Environment Structure

my_env/
├── my_env.py         # Implementation
├── pyproject.toml    # Dependencies + metadata
└── README.md         # Documentation
The entry point is load_environment(), which returns an Environment instance. This is what the training and evaluation infrastructure calls.
def load_environment(split: str = "train") -> vf.Environment:
    dataset = load_dataset("my-org/my-dataset", split=split)

    rubric = vf.Rubric(
        funcs=[correctness, format_score],
        weights=[0.8, 0.2],
    )

    return vf.ToolEnv(
        dataset=dataset,
        tools=[search_tool, execute_tool],
        rubric=rubric,
        max_turns=5,
    )
Expensive setup (loading datasets, building indices) goes in load_environment() or __init__().
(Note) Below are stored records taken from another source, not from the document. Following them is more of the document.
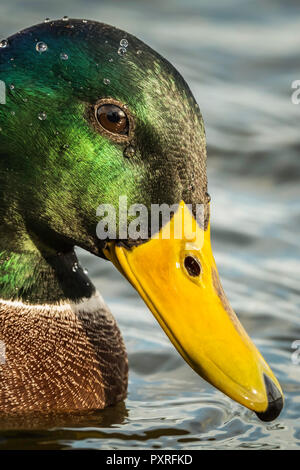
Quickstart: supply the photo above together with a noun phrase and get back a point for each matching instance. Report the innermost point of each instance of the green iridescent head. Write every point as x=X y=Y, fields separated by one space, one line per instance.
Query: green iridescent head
x=58 y=163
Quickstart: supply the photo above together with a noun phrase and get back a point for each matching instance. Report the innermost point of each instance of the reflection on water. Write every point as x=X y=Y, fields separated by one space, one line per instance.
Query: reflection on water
x=240 y=59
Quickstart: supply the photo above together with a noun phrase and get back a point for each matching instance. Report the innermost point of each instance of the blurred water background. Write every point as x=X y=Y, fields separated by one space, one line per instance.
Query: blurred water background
x=239 y=58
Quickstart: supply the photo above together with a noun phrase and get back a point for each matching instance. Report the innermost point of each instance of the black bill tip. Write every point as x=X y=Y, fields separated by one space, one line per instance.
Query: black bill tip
x=275 y=400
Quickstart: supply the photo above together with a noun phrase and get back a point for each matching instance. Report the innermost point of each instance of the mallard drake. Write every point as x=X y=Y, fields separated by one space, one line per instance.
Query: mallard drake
x=93 y=114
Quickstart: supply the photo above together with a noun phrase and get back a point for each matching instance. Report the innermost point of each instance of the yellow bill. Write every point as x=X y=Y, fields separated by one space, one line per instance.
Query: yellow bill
x=176 y=275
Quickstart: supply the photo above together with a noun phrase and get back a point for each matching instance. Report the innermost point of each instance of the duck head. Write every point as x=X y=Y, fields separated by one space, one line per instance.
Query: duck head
x=93 y=115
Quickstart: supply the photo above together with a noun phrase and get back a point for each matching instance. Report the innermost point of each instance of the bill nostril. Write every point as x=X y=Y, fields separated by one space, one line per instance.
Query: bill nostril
x=275 y=400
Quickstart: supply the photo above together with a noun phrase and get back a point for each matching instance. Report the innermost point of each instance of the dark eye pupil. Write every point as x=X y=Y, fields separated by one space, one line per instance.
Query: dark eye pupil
x=192 y=266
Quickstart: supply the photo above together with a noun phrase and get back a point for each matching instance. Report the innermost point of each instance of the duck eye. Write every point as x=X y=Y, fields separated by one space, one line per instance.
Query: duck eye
x=192 y=266
x=113 y=119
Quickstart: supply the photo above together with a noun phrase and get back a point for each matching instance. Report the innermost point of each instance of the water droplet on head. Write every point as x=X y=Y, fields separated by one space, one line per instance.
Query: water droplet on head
x=3 y=43
x=42 y=116
x=64 y=56
x=124 y=43
x=129 y=151
x=41 y=46
x=122 y=51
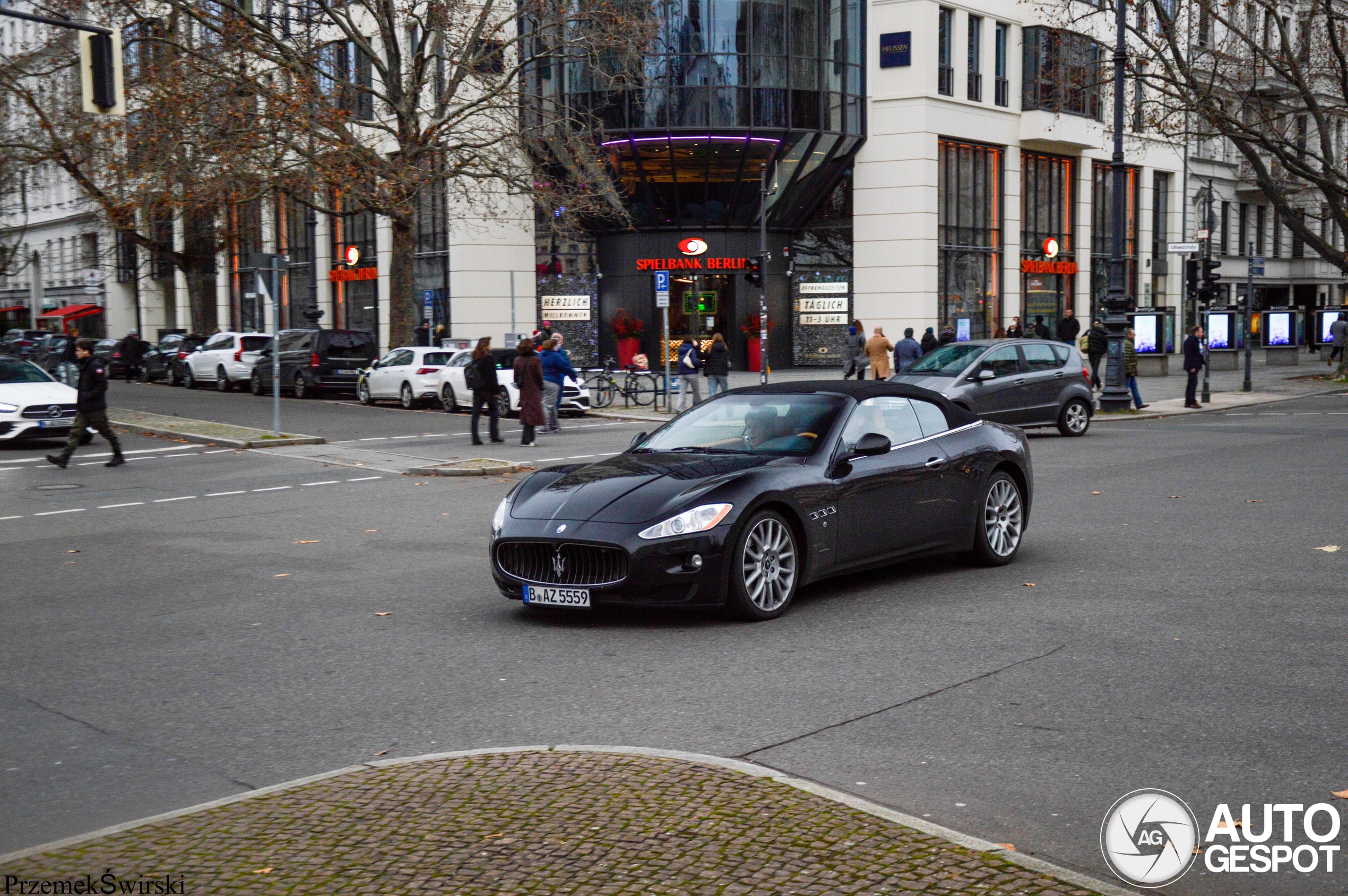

Per-rollout setup goes in setup_state().

Rubrics

A Rubric is a set of scoring functions evaluated after each rollout. Functions can be sync or async, and receive keyword arguments like prompt, completion, answer, state, and parser depending on what they need. Functions are weighted and combined into a scalar reward. You can also define non-reward metrics (token count, tool call frequency) that get logged without affecting gradients. For subjective criteria, JudgeRubric delegates scoring to an external LLM judge.